Eigenvalues & Eigenvectors

Definitions

Characteristic Polynomial

Let $A$ be a $n\times n$ matrix.

$$p(\lambda)=|A-\lambda I|$$

Eigenvalues

Roots of the equation $p(\lambda) = 0$ are the eigenvalues of $A$.

Note

• Product of the eigenvalues is equal to the determinant of the matrix
• Sum of the eigenvalues is equal to the trace of a matrix
• If $\lambda$ is an eigenvalue of $A$, then $\lambda^2$ is an eigenvalue of $A^2$
• $A$ and $A^T$ have the same eigenvalues.

Eigenvectors

The column vectors satisfying the equation $(A-\lambda_i I)X_i$. $$

Normalized eigenvectors

An eigenvector with the magnitude (norm) of $1$. Normalizing factor $k$ of any eigenvector is:

$$\frac{1}{k}=\sqrt{\sum_{i=1}^n X_i^2}$$

Norm

Norm of a column or row matrix $W_{n\times n}$ is denoted by $||W||$ and defined as:

$$||W|| = \sqrt{\sum_{i=1}^n w_i^2}$$

Algebraic Multiplicity

If the characteristic polynomial consists of a factor of the form $(\lambda − \lambda_i)^r$ and $(\lambda − \lambda_i)^{r+1}$ is not a factor of the characteristic polynomial then $r$ is the algebraic multiplicity of the eigenvalue $\lambda$.

Spectrum

Set of all eigenvalues.

Spectral Radius

$$R=\max\Big\{|\lambda_i|\; where \;\lambda_i \in \text{Spectrum}\Big\}$$

Linear Independence of Eigenvectors

Suppose $X_1,X_2,X_3,\dots,X_n$ is a set of eigenvectors. $k_1,k_2,k_3,\dots,k_n$ is a set of scalars.

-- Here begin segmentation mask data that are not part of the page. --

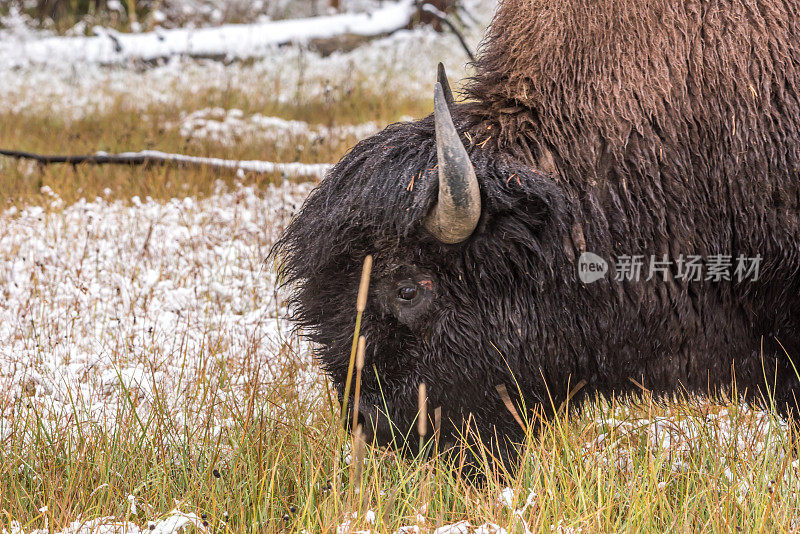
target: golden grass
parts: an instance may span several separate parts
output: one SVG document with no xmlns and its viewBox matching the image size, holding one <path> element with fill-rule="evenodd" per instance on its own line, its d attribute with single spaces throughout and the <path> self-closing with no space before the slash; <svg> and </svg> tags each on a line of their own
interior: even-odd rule
<svg viewBox="0 0 800 534">
<path fill-rule="evenodd" d="M 211 384 L 193 386 L 206 395 L 190 402 L 217 399 Z M 488 479 L 476 486 L 435 456 L 401 458 L 367 446 L 350 466 L 351 441 L 330 399 L 309 406 L 283 402 L 279 387 L 258 389 L 217 403 L 234 424 L 216 436 L 208 411 L 187 414 L 186 426 L 158 408 L 143 418 L 134 415 L 131 393 L 131 407 L 105 428 L 52 429 L 17 402 L 14 432 L 0 453 L 0 528 L 12 520 L 30 529 L 108 515 L 143 525 L 176 503 L 215 532 L 433 531 L 458 521 L 541 533 L 793 533 L 800 526 L 797 450 L 788 434 L 781 436 L 788 455 L 750 455 L 746 447 L 720 449 L 709 422 L 708 436 L 695 440 L 676 470 L 672 452 L 647 433 L 603 429 L 598 421 L 619 406 L 596 401 L 583 416 L 561 416 L 531 434 L 516 478 L 503 479 L 487 464 Z M 721 408 L 643 402 L 625 420 L 697 418 L 709 409 Z M 731 419 L 753 424 L 744 412 Z M 611 435 L 608 443 L 587 445 L 602 432 Z M 135 495 L 136 514 L 128 495 Z"/>
<path fill-rule="evenodd" d="M 58 115 L 31 115 L 25 112 L 0 113 L 0 147 L 46 154 L 83 154 L 144 149 L 177 152 L 193 156 L 273 162 L 335 163 L 357 141 L 344 137 L 309 143 L 297 138 L 289 142 L 264 142 L 244 139 L 226 146 L 211 140 L 182 138 L 177 127 L 169 128 L 189 113 L 208 107 L 241 109 L 246 115 L 260 113 L 287 120 L 302 120 L 312 125 L 357 125 L 375 121 L 387 125 L 403 116 L 423 116 L 430 104 L 422 99 L 376 97 L 358 84 L 334 89 L 322 99 L 305 98 L 298 104 L 254 97 L 242 91 L 186 93 L 176 108 L 149 106 L 135 109 L 116 101 L 106 110 L 74 121 Z M 302 146 L 300 146 L 302 145 Z M 185 169 L 174 166 L 127 167 L 70 165 L 39 166 L 26 161 L 0 157 L 0 206 L 41 203 L 40 189 L 48 185 L 66 203 L 80 198 L 113 198 L 134 195 L 155 199 L 202 197 L 213 190 L 217 180 L 233 181 L 233 173 L 212 169 Z M 247 181 L 265 184 L 280 180 L 280 175 L 250 176 Z"/>
</svg>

All those eigenvectors are independent iff:

$$k_1X_1+k_2X_2+k_3X_3+\dots+k_nX_n=0 \implies k_1=k_2=k_3=\dots=k_n=0$$

For special matrices

Real symmetric matrix

Suppose $A$ is a symmetric matrix with all real entries. Then: $$

• The eigenvalues of $A$ are all real: $\forall \lambda \in S_A, (\lambda_i \in \mathbb{R})$
• The eigenvectors of $A$ (corresponding to distinct values of $\lambda$) are mutually orthogonal
• $A$ and $A^T$ have the same eigenvalues

Upper triangular matrix

The eigenvalues are the diagonal entries.